An unsupervised approach to mining anomalous subscribers finds applicability across use cases like churn prediction and fraud detection
By : Flytxt R&D Team
Anomaly detection refers to the problem of finding events or patterns in data that do not conform to the normal or the expected behaviour. These non-conforming patterns are often referred to as anomalies. In telecom domain, subscribers who display a significantly different behaviour from others and change their own behaviour over time are likely to be more anomalous as compared to others who are consistent in their behaviour. Identifying anomalous users can provide significant (and often critical) actionable information in a wide variety of application areas. One of the areas is subscription fraud detection in telecom domain, where the fraudster abuses the service by making significant usage of telecom services (for example, calling, messaging, internet, etc.) without having the intention to pay, causing enormous losses to the telcos.
However, one of the major challenges in an anomaly detection problem is to define a normal region which comprises every possible normal behaviour. In addition, the boundary between normal and anomalous behaviour is often imprecise, making the task even more difficult. For instance, an anomalous observation which lies close to the boundary can actually be normal, and vice-versa.

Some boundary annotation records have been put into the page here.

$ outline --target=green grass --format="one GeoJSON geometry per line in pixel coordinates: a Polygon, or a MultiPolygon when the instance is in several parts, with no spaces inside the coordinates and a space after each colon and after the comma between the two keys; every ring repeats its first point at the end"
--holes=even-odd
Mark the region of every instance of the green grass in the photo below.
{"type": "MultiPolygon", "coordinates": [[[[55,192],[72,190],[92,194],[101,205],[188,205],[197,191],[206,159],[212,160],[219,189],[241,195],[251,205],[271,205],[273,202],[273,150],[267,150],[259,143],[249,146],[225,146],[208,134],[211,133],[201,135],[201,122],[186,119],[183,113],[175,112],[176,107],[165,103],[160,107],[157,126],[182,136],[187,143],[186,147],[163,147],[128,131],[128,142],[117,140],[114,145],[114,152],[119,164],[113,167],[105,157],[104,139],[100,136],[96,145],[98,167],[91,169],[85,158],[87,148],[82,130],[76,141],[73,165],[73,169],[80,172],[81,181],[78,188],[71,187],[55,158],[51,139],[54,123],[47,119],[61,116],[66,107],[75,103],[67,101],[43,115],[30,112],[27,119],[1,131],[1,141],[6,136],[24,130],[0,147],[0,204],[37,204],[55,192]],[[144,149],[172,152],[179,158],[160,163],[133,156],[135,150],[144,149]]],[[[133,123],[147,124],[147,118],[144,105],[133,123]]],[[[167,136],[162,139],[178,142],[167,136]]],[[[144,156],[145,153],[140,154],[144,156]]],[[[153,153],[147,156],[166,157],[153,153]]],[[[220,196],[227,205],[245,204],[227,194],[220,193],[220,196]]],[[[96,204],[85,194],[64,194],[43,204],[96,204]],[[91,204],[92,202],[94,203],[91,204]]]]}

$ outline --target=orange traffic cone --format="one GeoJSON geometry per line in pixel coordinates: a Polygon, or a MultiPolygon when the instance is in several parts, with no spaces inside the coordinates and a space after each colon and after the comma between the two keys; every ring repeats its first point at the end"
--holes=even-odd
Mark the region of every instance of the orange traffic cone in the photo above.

To overcome these limitations, Flytxt has developed a novel, unsupervised model based on a cluster migration approach, which clusters the subscriber base into k clusters, analyses the clusters’ behaviour and the movement patterns of subscribers across these clusters over time. It then assigns an anomaly score to each subscriber using an appropriate evaluation function. This anomaly score quantifies the inconsistency in a subscriber’s current usage from its own historical usage pattern as well as those of others, over a period of time. A subscriber having a higher anomaly score is more likely to be anomalous as compared to the ones having lower scores. We evaluated our model based on the consideration that the top anomalous subscribers are churners. We used a randomly sampled dataset from a Tier-1 telco, where the sample consisted of only high value subscribers, having a significantly low churn rate. Using only a minimal set of KPIs, our model was able to cover 53.52% true churners in Top 2 deciles. The churn coverage would further increase, if more meaningful KPIs are supplied based on specific objectives.